The CEB is apparently incapable of generating the funds needed to maintain a robust network. The government is apparently unable to give the CEB the needed funds at the right time. Critical procurements drag on for 14 years, but no one is there to take responsibility. Given the slow progress being made on the SCC even after the award of the contract, getting the job done well and on time does not appear to be included in any CEB executive’s key performance indicators.
The problem is structural. The solution has to be structural too. There is no point in proposing behavioural solutions.
The largest enterprise in all of Sri Lanka (other than the armed forces) should not be going hat in hand to international development agencies for core investments needed to maintain a critical national infrastructure. As a commercial enterprise with massive and assured cash flows, it should be able to raise its own funds.
The structural separation that was decided on by the 1999-2001 Electricity Steering Committee that included all stakeholders should be implemented forthwith. That way, the Transmission Licensee (TransCo) will be able to charge the appropriate rates for the services it provides.
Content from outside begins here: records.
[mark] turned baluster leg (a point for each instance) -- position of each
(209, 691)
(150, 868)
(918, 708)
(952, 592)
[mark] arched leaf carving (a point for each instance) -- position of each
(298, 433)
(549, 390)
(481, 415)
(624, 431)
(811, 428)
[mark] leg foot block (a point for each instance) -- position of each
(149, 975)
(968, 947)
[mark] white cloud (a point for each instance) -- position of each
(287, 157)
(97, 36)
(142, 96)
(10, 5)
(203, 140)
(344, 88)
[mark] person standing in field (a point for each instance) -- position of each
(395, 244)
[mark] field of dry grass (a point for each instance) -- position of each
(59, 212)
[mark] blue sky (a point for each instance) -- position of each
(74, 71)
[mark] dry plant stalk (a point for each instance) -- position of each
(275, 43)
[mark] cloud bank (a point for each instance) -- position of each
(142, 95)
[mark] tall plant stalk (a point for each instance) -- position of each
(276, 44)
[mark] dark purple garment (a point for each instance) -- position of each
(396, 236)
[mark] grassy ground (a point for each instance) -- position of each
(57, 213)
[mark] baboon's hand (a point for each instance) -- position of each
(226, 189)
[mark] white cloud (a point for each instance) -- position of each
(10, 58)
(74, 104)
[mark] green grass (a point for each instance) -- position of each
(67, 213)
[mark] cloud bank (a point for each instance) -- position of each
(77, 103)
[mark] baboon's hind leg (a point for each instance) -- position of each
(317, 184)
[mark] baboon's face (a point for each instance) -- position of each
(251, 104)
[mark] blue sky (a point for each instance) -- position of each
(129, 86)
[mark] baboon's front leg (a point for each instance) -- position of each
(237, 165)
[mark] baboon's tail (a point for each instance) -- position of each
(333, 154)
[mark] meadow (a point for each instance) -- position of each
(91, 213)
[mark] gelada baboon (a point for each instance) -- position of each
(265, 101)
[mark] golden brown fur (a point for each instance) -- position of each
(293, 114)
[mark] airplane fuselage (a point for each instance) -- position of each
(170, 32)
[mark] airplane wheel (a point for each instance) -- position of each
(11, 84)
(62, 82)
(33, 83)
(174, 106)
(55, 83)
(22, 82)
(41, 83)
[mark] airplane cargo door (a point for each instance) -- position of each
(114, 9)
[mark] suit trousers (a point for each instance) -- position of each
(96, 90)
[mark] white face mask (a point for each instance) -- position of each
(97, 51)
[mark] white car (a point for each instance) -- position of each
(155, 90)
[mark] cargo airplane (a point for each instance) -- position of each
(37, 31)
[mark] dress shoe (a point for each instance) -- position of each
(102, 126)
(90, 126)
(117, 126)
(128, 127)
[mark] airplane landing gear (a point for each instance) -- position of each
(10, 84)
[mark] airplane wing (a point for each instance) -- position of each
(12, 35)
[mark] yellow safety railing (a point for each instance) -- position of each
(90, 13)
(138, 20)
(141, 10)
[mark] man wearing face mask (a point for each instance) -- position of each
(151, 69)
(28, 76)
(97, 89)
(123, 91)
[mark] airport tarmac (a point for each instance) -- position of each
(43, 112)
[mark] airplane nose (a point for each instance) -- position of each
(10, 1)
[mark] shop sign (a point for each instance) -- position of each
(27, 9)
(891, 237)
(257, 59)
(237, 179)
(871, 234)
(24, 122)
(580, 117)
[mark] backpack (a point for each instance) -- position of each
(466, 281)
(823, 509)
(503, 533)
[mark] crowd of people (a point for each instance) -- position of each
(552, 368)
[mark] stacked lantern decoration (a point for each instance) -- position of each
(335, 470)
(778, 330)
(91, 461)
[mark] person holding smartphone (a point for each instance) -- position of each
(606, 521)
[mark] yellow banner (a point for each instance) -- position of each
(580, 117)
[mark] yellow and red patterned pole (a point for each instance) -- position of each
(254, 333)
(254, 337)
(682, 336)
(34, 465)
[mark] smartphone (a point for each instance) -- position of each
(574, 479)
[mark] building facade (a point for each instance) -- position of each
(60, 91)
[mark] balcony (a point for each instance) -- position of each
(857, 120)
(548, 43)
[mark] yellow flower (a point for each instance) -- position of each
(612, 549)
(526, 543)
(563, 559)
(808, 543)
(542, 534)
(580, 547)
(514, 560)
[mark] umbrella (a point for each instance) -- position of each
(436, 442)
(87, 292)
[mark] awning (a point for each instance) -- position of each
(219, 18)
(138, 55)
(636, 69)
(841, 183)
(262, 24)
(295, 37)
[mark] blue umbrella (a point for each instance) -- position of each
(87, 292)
It could make the case to the PUCSL that the appropriate rate must include the cost of capital that it needs to raise to build and maintain a robust grid.
If the Government wishes to support this goal, it can provide funds directly from the consolidated fund or channel concessionary loans to the TransCo. But if these good things do not happen, the Transco will have the freedom to go out and raise its own capital, even at a higher cost. And if it is not allowed to do so, it will have a solid answer the next time the PUCSL asks it to show cause why it failed to maintain supply as required under the conditions of its license.
This is not about privatisation. There is no good reason to privatise a critical infrastructure such as the national grid that has enormous market power in the current single-buyer model. It is about creating a focused and accountable organisation that will not take 14 years from problem identification to award of contract. It is only in such an organisation that executives who are committed to good service can flourish.